In this lecture, I will teach you in detail how to design and implement a data collection service to solve these problems.

Classification of Data Collection Methods #

First of all, you need to know the current methods of data collection in order to better understand the solution for asynchronous data processing.

Currently, there are primarily two methods of data collection: synchronous collection and asynchronous collection. The concepts and advantages and disadvantages of both are shown in the table below:

Image

Modern applications have increasingly high performance requirements, and asynchronous collection has less impact on the performance of the application. Therefore, asynchronous collection is more popular among developers and has been widely applied. The IAM Pump Server service that I am going to introduce next also adopts the asynchronous collection method.

Design of Data Collection System #

In this lecture, I will use a combination of theory and practical examples to demonstrate how to design a data collection service. First, let me introduce some theoretical knowledge about data collection, and then we will have specific practical examples.

In previous project developments, I found that many developers added data collection functionality, which seriously affected the performance of the entire application due to reasons such as synchronous data reporting, single-threading, and incorrect reporting logic. So, how can we minimize the impact on program performance during the collection process?

The answer lies in modeling the data collection. Through modeling, the designed collection system can be more versatile and meet many similar future requirements, eliminating the need to develop the same system repeatedly.

Today, I will give you a detailed introduction on how to model the data collection functionality and how this model solves the various problems mentioned earlier.
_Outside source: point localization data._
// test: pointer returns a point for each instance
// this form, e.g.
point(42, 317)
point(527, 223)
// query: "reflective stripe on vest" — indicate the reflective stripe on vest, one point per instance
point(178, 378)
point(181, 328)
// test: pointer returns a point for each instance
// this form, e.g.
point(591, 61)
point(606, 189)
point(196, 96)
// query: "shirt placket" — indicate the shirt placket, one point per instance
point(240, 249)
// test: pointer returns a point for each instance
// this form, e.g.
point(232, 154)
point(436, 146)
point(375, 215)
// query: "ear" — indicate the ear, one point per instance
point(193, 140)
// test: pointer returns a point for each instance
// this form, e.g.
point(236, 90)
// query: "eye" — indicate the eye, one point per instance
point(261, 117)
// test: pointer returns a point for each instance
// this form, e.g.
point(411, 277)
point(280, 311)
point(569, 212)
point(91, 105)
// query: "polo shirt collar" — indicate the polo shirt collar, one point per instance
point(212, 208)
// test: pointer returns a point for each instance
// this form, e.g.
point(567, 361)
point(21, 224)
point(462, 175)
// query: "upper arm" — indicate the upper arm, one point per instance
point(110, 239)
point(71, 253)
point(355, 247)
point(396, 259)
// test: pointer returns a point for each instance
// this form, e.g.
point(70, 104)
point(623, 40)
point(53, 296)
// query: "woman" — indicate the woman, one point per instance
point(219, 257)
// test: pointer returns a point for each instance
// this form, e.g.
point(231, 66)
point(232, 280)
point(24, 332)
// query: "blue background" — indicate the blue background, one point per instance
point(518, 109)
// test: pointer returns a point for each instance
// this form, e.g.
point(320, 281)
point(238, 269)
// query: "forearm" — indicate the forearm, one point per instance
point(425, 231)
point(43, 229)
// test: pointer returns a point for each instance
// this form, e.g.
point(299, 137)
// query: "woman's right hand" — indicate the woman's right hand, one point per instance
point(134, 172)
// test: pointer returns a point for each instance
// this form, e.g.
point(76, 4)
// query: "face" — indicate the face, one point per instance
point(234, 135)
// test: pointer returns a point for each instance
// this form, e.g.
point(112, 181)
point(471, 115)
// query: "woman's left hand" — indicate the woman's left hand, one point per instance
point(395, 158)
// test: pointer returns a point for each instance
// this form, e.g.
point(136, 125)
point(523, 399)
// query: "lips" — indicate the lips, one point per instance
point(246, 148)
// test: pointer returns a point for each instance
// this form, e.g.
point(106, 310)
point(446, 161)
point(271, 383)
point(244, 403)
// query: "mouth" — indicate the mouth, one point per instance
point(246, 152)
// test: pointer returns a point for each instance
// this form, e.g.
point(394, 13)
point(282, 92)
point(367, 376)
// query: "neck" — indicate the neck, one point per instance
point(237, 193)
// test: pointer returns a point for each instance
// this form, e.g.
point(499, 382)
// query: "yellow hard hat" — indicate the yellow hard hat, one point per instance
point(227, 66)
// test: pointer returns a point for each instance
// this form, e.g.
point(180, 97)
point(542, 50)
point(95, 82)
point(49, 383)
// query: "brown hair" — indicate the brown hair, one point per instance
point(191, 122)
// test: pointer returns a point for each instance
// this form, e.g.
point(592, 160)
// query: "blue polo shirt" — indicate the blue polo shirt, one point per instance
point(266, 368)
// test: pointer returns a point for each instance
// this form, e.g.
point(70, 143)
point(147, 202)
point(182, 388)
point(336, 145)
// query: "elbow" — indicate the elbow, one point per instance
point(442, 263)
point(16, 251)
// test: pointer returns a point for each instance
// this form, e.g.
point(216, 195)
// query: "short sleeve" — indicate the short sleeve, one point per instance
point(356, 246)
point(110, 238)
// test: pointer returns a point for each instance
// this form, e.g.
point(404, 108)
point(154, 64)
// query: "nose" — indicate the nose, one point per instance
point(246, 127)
Core issues to be addressed when designing data collection systems #

To begin with, a collection system needs a data source, which can be one or more inputs. The data in the input comes from application reporting. The collected data usually needs to be processed, such as formatting, adding or deleting fields, filtering out unneeded data, etc., and then stored in downstream systems (outputs), as shown in the following diagram:

Image

Here, we need to address these three core issues:

  • Adding a data reporting step in the normal process for data collection will inevitably affect the performance of the program. So, how can we minimize the performance loss of the program?
  • What should we do if the speed at which input produces data exceeds the consumption capability of output, resulting in data accumulation?
  • After data collection, it needs to be stored in downstream systems. Before storage, we need to perform different processing on the data and may need to store it in different downstream systems. How can we meet these variable requirements?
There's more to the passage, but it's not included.